Montréal, le 14 mars 2022

Madame Ariane Mignolet
Commissaire à l’éthique et à la déontologie
1150, rue de Claire-Fontaine, 7e étage, bureau 710
Québec (QUÉBEC) G1R 5G4

Madame la Commissaire,

Au nom des membres du Mouvement Démocratie Nouvelle (MDN) que j’ai l’honneur de présider, j’aimerais vous inviter à procéder de votre propre initiative, comme vous le permet l’article 92 du Code d’éthique et de déontologie des membres de l’Assemblée nationale (Code), à une enquête sur la question du refus subit et non justifié du député de l’Assomption et Premier ministre du Québec ainsi que de tous les autres députés de la Coalition Avenir Québec (CAQ), de donner suite à leur engagement public et écrit de mettre en place un nouveau mode de scrutin de type proportionnel au Québec. 

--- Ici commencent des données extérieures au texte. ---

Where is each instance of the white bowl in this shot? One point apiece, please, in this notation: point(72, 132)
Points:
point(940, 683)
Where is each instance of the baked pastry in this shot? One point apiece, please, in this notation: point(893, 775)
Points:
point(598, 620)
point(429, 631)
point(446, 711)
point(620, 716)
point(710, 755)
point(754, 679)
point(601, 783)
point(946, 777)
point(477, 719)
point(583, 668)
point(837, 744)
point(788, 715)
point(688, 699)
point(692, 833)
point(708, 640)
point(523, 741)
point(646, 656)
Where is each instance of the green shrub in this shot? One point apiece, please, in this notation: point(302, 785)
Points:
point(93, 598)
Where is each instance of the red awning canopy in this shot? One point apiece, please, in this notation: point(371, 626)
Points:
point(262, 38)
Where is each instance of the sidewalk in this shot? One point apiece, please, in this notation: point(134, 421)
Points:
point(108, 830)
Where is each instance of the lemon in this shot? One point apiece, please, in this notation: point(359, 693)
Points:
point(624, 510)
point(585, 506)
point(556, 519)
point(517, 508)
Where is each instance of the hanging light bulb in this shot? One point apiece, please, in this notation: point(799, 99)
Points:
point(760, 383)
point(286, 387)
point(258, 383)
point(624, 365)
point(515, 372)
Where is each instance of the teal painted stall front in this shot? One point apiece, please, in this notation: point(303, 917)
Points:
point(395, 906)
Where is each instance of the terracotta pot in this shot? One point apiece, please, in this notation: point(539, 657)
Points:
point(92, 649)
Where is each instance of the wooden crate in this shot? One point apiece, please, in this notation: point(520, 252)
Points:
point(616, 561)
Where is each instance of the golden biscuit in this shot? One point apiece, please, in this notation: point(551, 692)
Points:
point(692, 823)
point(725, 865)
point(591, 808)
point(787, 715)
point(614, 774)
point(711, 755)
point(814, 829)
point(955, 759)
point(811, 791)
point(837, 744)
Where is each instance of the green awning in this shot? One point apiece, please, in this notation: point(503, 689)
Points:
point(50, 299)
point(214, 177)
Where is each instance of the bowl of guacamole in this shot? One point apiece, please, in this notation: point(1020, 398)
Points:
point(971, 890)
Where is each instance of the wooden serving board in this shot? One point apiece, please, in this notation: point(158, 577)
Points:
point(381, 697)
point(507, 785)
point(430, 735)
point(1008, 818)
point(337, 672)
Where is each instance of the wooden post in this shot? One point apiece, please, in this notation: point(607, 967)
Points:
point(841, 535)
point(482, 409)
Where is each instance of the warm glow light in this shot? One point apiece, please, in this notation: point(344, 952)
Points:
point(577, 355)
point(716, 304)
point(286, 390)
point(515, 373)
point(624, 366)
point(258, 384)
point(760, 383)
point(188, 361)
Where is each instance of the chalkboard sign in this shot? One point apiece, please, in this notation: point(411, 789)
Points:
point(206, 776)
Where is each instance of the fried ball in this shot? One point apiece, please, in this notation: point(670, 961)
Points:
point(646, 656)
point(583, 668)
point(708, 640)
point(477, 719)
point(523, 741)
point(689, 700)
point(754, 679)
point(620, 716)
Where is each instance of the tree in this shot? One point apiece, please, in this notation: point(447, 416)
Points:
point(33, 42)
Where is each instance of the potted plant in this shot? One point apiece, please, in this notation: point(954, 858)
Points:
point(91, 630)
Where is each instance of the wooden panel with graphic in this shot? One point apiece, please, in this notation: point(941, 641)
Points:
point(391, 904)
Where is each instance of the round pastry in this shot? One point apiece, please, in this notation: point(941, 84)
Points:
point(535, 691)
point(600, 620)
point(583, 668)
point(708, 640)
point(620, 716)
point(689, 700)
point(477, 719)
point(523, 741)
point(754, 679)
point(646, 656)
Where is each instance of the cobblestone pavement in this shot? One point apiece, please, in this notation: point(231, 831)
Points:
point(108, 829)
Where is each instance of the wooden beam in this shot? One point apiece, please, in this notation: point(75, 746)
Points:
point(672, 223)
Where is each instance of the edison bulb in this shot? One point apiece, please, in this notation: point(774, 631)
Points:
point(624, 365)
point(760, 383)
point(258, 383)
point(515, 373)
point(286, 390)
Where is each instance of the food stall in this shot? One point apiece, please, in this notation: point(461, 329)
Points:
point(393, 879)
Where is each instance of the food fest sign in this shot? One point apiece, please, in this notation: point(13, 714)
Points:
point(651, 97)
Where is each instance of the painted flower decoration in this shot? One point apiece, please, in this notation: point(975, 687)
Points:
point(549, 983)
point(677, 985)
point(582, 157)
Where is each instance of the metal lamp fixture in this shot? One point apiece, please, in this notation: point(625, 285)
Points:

Nous sommes d’avis qu’en raison de ce refus les membres de cette députation n’ont pas respecté, comme le prévoit le deuxième attendu du préambule de ce code, les « valeurs de l’Assemblée nationale », et ce faisant ils ont manqué à leur obligation de loyauté envers le peuple et il s’agit là de manquements graves.

Les valeurs de l’Assemblée nationale, de même que ses principes éthiques, font l’objet d’une formulation à l’article 6 du Code qui se lit comme suit :

« 6. Les valeurs de l’Assemblée nationale sont les suivantes :

1° l’engagement envers l’amélioration des conditions sociales et économiques des Québécois;

2° le respect et la protection de l’Assemblée nationale et de ses institutions démocratiques;

3° le respect envers les membres de l’Assemblée nationale, les fonctionnaires de l’État et les citoyens. 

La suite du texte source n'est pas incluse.